Se ha hablado de "voto
expresivo" para referirse al emitido ante todo como signo de protesta
y/o identidad en la confianza de que será otro el ganador. Por ejemplo, en las
últimas elecciones (26 de junio) hubo quienes movidos por su rabieta votaron
muy ufanos a Podemos... pero a la hora del recuento acabaron suspirando con alivio
cuando vieron que los sondeos a pie de urna habían fallado estrepitosamente y
España no iba a quedar en manos de los nazionalpodemitas. Probablemente ese
voto expresivo no necesite mucho para, llegado un punto de inflexión, mutar en
lo que podríamos denominar "voto recreativo", es decir, el
dirigido simplemente a propiciar un nuevo espectáculo que escandalice y
distraiga a las masas, que las polarice aún más, que las haga participar en
orgías de opiniones anodinas en las redes sociales. Cuando se da ese paso el
elector está ya embriagado y ha dejado muy atrás cualquier cálculo de los
efectos que su decisión, sumada a la de muchos otros inconscientes, pueda tener
en su propio bolsillo. ¿Qué importancia tiene esa realidad económica que a
todas horas le recuerdan unos economistas pedantes en comparación con el
alborozo que le depararán la negación rotunda de las previsiones, el
nerviosismo mediático, el notorio aturdimiento de una clase política obligada a
improvisar explicaciones risibles ante los micrófonos y, sobre todo, la
sensación de haber demostrado al mundo entero que somos distintos y los tenemos
más grandes que nadie?
La pandemia reciente de
actos terroristas o simplemente amokistas (de amok,
locura homicida) puede interpretarse de forma parecida. En este caso la
búsqueda de emociones fuertes la protagonizan individuos jóvenes hastiados de
la vida y dispuestos a matarse con tal de matar su aburrimiento existencial,
con tal de dar un sentido a su existencia perjudicando al mayor número de
personas posible y sabiendo que su nombre y sus rostros circularán por todo el
mundo con la impagable complicidad de unos medios de comunicación que nos
venden como "de interés informativo" un material que beneficia ante
todo a sus intereses económicos. El amokista suicida no llega a gozar de los
contrafácticos, que podrán o no materializarse, pero disfruta salvajemente
planificándolos durante semanas o meses con todo detalle.
Es posible que esta
coincidencia en el tiempo de los llamados populismos y los asesinatos masivos
no sea casualidad.
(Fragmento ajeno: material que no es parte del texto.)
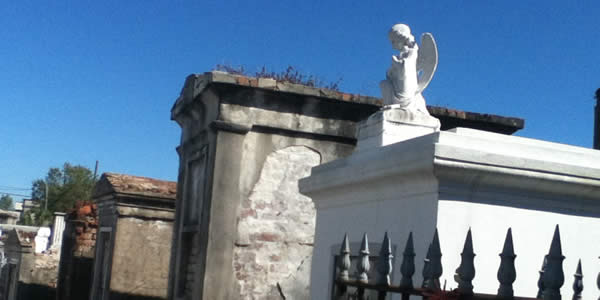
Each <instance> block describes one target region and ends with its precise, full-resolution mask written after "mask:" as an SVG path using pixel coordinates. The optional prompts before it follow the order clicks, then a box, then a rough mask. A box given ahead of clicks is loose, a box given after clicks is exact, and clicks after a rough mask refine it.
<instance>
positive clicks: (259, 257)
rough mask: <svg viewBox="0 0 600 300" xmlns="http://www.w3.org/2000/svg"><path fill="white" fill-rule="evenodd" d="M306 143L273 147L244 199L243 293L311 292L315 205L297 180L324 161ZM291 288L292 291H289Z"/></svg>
mask: <svg viewBox="0 0 600 300" xmlns="http://www.w3.org/2000/svg"><path fill="white" fill-rule="evenodd" d="M320 159H321V158H320V155H319V153H317V152H315V151H313V150H311V149H309V148H307V147H303V146H292V147H287V148H284V149H281V150H278V151H276V152H273V153H271V154H270V155H269V156H268V157H267V159H266V160H265V163H264V165H263V168H262V171H261V173H260V178H259V180H258V182H257V183H256V184H255V186H254V188H253V190H252V192H251V194H250V195H249V197H248V198H247V199H245V200H244V201H243V203H242V209H241V210H240V212H239V214H238V237H237V241H236V247H235V250H234V262H233V269H234V272H235V276H236V279H237V284H238V289H239V293H240V299H278V298H281V296H280V294H283V295H285V296H286V297H287V298H288V299H299V298H300V299H301V298H303V297H304V295H306V297H307V295H308V294H307V293H308V276H304V275H303V276H298V277H299V278H300V279H298V278H297V275H298V273H299V272H307V271H309V270H310V268H309V266H310V257H311V255H312V243H313V239H314V228H315V209H314V205H313V203H312V201H311V200H310V198H308V197H305V196H303V195H301V194H300V193H299V192H298V185H297V182H298V180H299V179H300V178H303V177H306V176H308V175H310V169H311V167H313V166H316V165H318V164H319V163H320ZM290 293H293V295H290Z"/></svg>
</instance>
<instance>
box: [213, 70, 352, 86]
mask: <svg viewBox="0 0 600 300" xmlns="http://www.w3.org/2000/svg"><path fill="white" fill-rule="evenodd" d="M214 70H216V71H222V72H227V73H229V74H234V75H243V76H249V77H257V78H273V79H275V80H277V81H283V82H289V83H296V84H302V85H306V86H310V87H315V88H325V89H329V90H334V91H338V92H339V91H340V87H339V85H340V83H341V82H342V77H340V78H339V79H338V80H336V81H334V82H325V81H323V80H322V79H320V78H319V77H317V76H315V75H305V74H302V73H301V72H300V71H298V69H297V68H295V67H293V66H288V67H287V68H286V69H285V71H280V72H274V71H269V70H267V68H266V67H264V66H263V67H262V68H261V69H260V71H258V72H254V73H252V72H249V71H247V70H246V69H245V68H244V66H238V67H235V66H231V65H221V64H218V65H216V66H215V69H214Z"/></svg>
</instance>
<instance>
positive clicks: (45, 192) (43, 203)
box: [23, 162, 96, 226]
mask: <svg viewBox="0 0 600 300" xmlns="http://www.w3.org/2000/svg"><path fill="white" fill-rule="evenodd" d="M46 184H48V186H47V191H48V195H47V196H48V197H46ZM95 184H96V178H94V174H93V173H92V171H90V169H88V168H86V167H83V166H79V165H75V166H74V165H71V164H70V163H68V162H67V163H65V164H64V165H63V167H62V169H59V168H50V169H49V170H48V174H47V175H46V178H45V180H44V179H37V180H35V181H34V182H33V185H32V192H31V198H32V199H33V200H34V201H37V202H38V203H39V207H34V208H32V209H31V210H30V211H29V212H28V213H27V214H26V215H25V218H24V221H23V223H24V224H26V225H37V226H40V225H48V224H50V223H51V222H52V216H53V215H54V212H56V211H60V212H66V211H69V210H71V209H73V208H74V207H75V204H76V203H77V202H78V201H82V202H87V201H91V198H92V190H93V188H94V185H95ZM46 201H47V203H46Z"/></svg>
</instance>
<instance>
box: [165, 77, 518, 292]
mask: <svg viewBox="0 0 600 300" xmlns="http://www.w3.org/2000/svg"><path fill="white" fill-rule="evenodd" d="M381 104H382V101H381V100H380V99H378V98H374V97H366V96H360V95H351V94H347V93H342V92H339V91H332V90H327V89H322V88H315V87H309V86H304V85H300V84H293V83H289V82H285V81H277V80H275V79H272V78H251V77H246V76H241V75H233V74H228V73H223V72H216V71H215V72H208V73H204V74H198V75H190V76H189V77H188V78H187V79H186V81H185V83H184V86H183V89H182V91H181V94H180V96H179V98H178V99H177V100H176V102H175V104H174V106H173V108H172V110H171V113H172V115H171V118H172V119H173V120H175V121H176V122H177V123H178V124H179V125H180V126H181V139H180V144H179V146H178V148H177V152H178V154H179V158H180V160H179V162H180V164H179V177H178V178H179V179H178V184H179V186H178V189H179V192H178V200H177V216H176V222H175V230H174V237H173V256H172V258H171V262H172V263H171V272H170V275H169V276H170V284H169V289H170V292H169V299H172V300H177V299H286V298H287V299H307V298H308V287H309V273H310V264H311V263H310V262H311V257H312V251H313V241H314V230H315V208H314V205H313V203H312V201H311V199H310V198H308V197H306V196H303V195H301V194H300V193H299V192H298V180H299V179H300V178H302V177H306V176H308V175H310V169H311V167H314V166H316V165H319V164H323V163H327V162H330V161H333V160H335V159H338V158H342V157H346V156H348V155H350V154H351V153H352V152H353V151H354V150H355V146H356V136H355V134H356V130H357V126H358V124H359V122H360V121H362V120H364V119H366V118H368V117H369V116H370V115H371V114H372V113H374V112H376V111H378V110H379V109H380V106H381ZM428 110H429V112H430V113H431V115H433V116H435V117H437V118H438V119H439V120H440V122H441V129H442V130H447V129H450V128H453V127H457V126H462V127H469V128H474V129H481V130H488V131H493V132H496V133H503V134H512V133H513V132H515V131H517V130H519V129H521V128H523V124H524V121H523V120H522V119H518V118H507V117H500V116H494V115H488V114H478V113H470V112H464V111H457V110H453V109H447V108H440V107H428Z"/></svg>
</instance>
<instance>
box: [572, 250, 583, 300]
mask: <svg viewBox="0 0 600 300" xmlns="http://www.w3.org/2000/svg"><path fill="white" fill-rule="evenodd" d="M573 277H575V280H573V300H581V292H582V291H583V273H582V272H581V259H579V262H577V270H576V271H575V274H573Z"/></svg>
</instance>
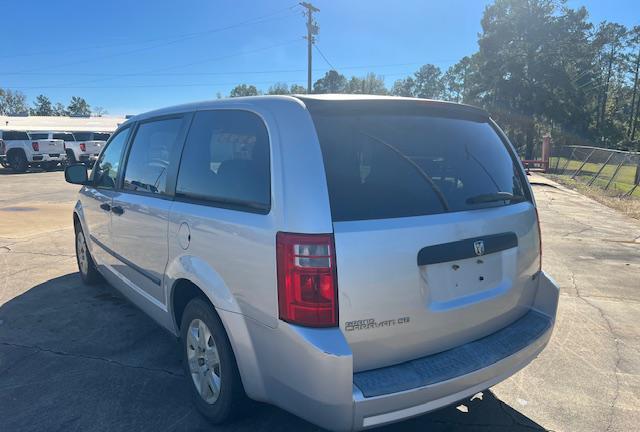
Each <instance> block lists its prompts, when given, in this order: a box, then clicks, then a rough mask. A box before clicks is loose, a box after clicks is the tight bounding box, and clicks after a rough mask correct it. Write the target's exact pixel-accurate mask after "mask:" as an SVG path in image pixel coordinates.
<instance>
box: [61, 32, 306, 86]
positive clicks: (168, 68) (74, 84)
mask: <svg viewBox="0 0 640 432" xmlns="http://www.w3.org/2000/svg"><path fill="white" fill-rule="evenodd" d="M296 42H300V40H299V39H292V40H289V41H286V42H281V43H277V44H274V45H269V46H266V47H262V48H256V49H254V50H250V51H243V52H237V53H234V54H229V55H225V56H220V57H210V58H206V59H202V60H198V61H195V62H191V63H184V64H181V65H173V66H167V67H163V68H156V69H151V70H146V71H141V72H136V73H131V74H129V75H128V76H141V75H146V74H150V73H157V72H161V71H166V70H171V69H179V68H182V67H189V66H194V65H198V64H203V63H210V62H214V61H219V60H226V59H228V58H233V57H238V56H243V55H247V54H253V53H256V52H261V51H266V50H269V49H272V48H277V47H280V46H284V45H290V44H292V43H296ZM110 78H112V77H106V78H98V79H94V80H89V81H80V82H74V83H70V84H68V85H69V86H74V85H77V84H90V83H94V82H100V81H105V80H108V79H110Z"/></svg>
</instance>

En un contexto de nihilismo consumista, el amokista (con o
sin pretexto religioso o racial) es quizá únicamente la punta del iceberg de
una juventud (o una población adulta infantilizada, que viene a ser lo mismo)
que no sabe estarse quieta, que necesita estímulos sensoriales continuos, con
tolerancia cero al silencio, e inmersa en un paisaje mediático y político
basado cada vez más en el famoseo y los enfrentamientos personales.
La economía no lo
explica todo; la política, menos aún. ¿Volver a Marx, reinterpretar a Keynes,
recuperar a Hayek? No señor, desempolvar a Guy Debord y a Millán-Astray.
El aburrimiento mueve el mundo. Con tal de reírnos, ¡viva la muerte!